Wim Hof, the Dutch extreme athlete known for prolonged ice exposure, has been studied by multiple research teams. Scientists at Radboud University found that while surrounded by ice, he maintained his core body temperature and doubled his resting metabolic rate without shivering. A later study measured a 40% increase in his resting metabolic rate, the highest value the researchers had recorded. PET scans revealed that his respiratory muscles were generating significant heat, likely driven by his distinctive breathing technique combined with subtle muscular contractions. In typical young adults, the body can boost its resting heat production by up to 30% without shivering. Hof exceeded that ceiling.

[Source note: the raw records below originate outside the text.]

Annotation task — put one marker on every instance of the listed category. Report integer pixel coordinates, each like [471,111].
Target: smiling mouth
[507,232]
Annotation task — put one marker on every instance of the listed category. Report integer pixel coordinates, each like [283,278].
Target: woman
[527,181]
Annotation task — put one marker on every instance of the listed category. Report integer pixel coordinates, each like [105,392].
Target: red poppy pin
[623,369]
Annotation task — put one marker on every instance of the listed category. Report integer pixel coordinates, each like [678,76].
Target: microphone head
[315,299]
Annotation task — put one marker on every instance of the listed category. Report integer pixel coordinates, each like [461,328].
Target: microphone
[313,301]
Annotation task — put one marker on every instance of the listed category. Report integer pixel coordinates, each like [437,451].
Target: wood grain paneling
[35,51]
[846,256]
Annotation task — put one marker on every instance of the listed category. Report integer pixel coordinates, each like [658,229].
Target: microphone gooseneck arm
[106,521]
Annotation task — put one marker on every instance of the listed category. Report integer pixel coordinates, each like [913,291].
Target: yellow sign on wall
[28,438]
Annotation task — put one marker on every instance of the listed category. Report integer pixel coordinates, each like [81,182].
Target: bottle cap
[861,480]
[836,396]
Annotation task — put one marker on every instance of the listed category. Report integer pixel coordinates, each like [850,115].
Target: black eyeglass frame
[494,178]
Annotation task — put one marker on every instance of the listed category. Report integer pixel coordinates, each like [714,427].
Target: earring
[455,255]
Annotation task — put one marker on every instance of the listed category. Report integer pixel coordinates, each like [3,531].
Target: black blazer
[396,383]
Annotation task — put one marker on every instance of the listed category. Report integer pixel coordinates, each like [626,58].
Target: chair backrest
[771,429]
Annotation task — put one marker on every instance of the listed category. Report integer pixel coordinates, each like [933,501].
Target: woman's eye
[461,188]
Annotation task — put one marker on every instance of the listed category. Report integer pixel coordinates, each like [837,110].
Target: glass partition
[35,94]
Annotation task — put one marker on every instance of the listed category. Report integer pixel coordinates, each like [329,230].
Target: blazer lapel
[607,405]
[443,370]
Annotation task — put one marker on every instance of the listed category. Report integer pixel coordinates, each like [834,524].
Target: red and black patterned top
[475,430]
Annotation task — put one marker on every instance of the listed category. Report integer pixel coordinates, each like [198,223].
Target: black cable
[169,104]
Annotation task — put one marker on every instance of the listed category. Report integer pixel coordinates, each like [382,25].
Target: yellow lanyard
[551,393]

These findings show that trained individuals can push the body’s thermoregulatory system beyond its default settings through breathing, muscle engagement, and focused practice. The temperature changes are real and measurable, but they operate through known physiological pathways: increased metabolic activity, activation of brown fat, and muscular heat production. No evidence suggests any mechanism beyond normal biology is at work.
Why the Term Gets Confused
The overlap between the biological and paranormal uses of “thermokinesis” creates genuine confusion for anyone searching the term. In biology, the “-kinesis” suffix refers to undirected movement in response to a stimulus, just as photokinesis describes movement changes triggered by light. In paranormal usage, “-kinesis” borrows from “psychokinesis” and implies direct mental control over a physical phenomenon. The two meanings share a word but describe fundamentally different ideas: one is an observable behavior in simple organisms, and the other is a speculative power with no empirical support.
If you encountered the term in a biology class, it refers to temperature-driven changes in movement. If you encountered it in a novel, video game, or paranormal forum, it refers to imagined psychic temperature manipulation. And if you’re simply curious whether humans can influence their own body temperature through mental effort, the honest answer is: modestly, yes, through techniques that are impressive but entirely explainable by physiology.